Important Data Points to Verify
By collecting key data on all users, you can assure they are who they say they are. Having more data positions you to optimize algorithms and realize fewer false positives and negatives over time. However, collecting data requires a tricky balancing act because the more you ask for, the more difficult it becomes to provide a great user experience (UX) online.
In the financial world, some of the key data elements you’ll need to validate identity (for individuals and their organizations for B2B) include name, address, date of birth and last four digits of social security number (which should all be stored as encrypted).
By collecting key data on all users, you can assure they are who they say they are.
This data should allow you to validate the identity of the individual with a very high degree of confidence, and validate the association of the individual with the business, if you are using a top-tier risk service integrated into your risk workflow. But that’s not enough.
Developing a History of Trusted IP Addresses
You also need to collect additional information during the user’s session including a “user agent string,” which can include browser with version, operating system, and device. You also want to capture IP addresses and over time you can develop a history of “trusted” IPs for each user.
Organizations should also block any session if the user is using an IP anonymizer—those are easy to access and are often used to commit fraud. It’s also important to block IP ranges associated with high-risk OFAC countries and individuals.
Validating the Device
Other steps include capturing the agent string info to validate the device being used. These are important because they allow you to identify any future sessions where an unknown IP or device is being used and could justify additional authentication layers, like a secret question or sending a code to the user’s mobile device. These additional authentication steps can be applied strategically—maybe you allow a session to be created with the untrusted IP address, but if they are taking steps to change account info or complete a financial transaction with a different OS or browser, hit them with the additional authentication hurdles.
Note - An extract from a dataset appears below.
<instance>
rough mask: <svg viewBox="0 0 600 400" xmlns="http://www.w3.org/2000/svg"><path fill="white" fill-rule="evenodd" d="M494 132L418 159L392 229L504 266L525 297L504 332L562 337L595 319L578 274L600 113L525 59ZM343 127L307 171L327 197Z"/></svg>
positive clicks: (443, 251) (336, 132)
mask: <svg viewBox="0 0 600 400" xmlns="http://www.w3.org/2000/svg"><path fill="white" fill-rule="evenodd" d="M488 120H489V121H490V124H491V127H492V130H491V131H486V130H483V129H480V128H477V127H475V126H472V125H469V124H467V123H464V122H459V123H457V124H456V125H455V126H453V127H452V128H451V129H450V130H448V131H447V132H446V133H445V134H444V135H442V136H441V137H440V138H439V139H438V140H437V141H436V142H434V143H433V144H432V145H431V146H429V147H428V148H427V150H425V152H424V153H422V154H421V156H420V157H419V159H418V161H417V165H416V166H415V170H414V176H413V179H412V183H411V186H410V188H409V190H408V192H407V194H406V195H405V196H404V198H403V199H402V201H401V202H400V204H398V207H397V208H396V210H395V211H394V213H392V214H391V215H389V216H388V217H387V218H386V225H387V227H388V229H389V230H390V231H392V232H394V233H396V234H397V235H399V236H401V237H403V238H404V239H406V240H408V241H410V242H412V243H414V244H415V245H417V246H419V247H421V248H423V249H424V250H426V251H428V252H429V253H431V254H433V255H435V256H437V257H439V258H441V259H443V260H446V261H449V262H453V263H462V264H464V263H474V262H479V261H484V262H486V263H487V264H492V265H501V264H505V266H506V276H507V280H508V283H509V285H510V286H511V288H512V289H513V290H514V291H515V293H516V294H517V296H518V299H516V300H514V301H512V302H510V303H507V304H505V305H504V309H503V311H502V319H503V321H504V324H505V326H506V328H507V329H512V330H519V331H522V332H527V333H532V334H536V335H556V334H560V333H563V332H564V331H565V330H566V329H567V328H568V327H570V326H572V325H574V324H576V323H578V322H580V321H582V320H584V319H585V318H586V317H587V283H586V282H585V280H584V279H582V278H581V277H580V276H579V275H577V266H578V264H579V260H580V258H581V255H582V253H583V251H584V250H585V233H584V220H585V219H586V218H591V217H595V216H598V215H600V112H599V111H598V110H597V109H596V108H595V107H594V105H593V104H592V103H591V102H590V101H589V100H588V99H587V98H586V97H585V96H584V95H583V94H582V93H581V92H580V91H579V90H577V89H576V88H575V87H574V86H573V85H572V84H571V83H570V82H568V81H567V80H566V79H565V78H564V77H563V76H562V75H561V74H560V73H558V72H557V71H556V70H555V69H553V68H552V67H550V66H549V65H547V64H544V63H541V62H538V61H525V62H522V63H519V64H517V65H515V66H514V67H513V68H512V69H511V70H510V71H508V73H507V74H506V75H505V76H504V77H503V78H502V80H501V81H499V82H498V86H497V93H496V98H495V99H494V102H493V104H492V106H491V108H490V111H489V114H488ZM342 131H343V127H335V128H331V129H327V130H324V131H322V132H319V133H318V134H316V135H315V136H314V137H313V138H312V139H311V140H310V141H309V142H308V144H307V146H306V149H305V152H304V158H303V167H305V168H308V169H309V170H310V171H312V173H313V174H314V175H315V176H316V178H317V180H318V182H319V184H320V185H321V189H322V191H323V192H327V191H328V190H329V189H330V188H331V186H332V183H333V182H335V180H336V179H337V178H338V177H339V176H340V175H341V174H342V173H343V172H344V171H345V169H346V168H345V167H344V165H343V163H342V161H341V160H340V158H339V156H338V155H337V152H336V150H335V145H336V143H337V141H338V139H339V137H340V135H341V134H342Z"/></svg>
Having transactions tagged with geo-location (IP, mobile, etc.) provides another important set of data points to manage risk. Significant changes in transactional activity, such as unusually large transactions or a major change in transaction frequency, may warrant additional authentication. Many financial institutions already use these geo and velocity approaches to alert consumers and businesses in near real-time of “unusual” transactions occurring far from where you live or for debit activity misaligned with historical patterns.
Decreasing entropy in our financial universe is possible, and by following some basic protocols, you can mitigate risk in this dynamic digital environment. Integrate risk management into your business culture and scrutinize your data to refine your processes and system logic to find the right balance between risk tolerance and UX.
The definition of KYC will continue to change, but with access to a broad range of third-party services and simple but smart logic, it is becoming easier to build risk models that strangle entropy and bring order to most any online financial universe.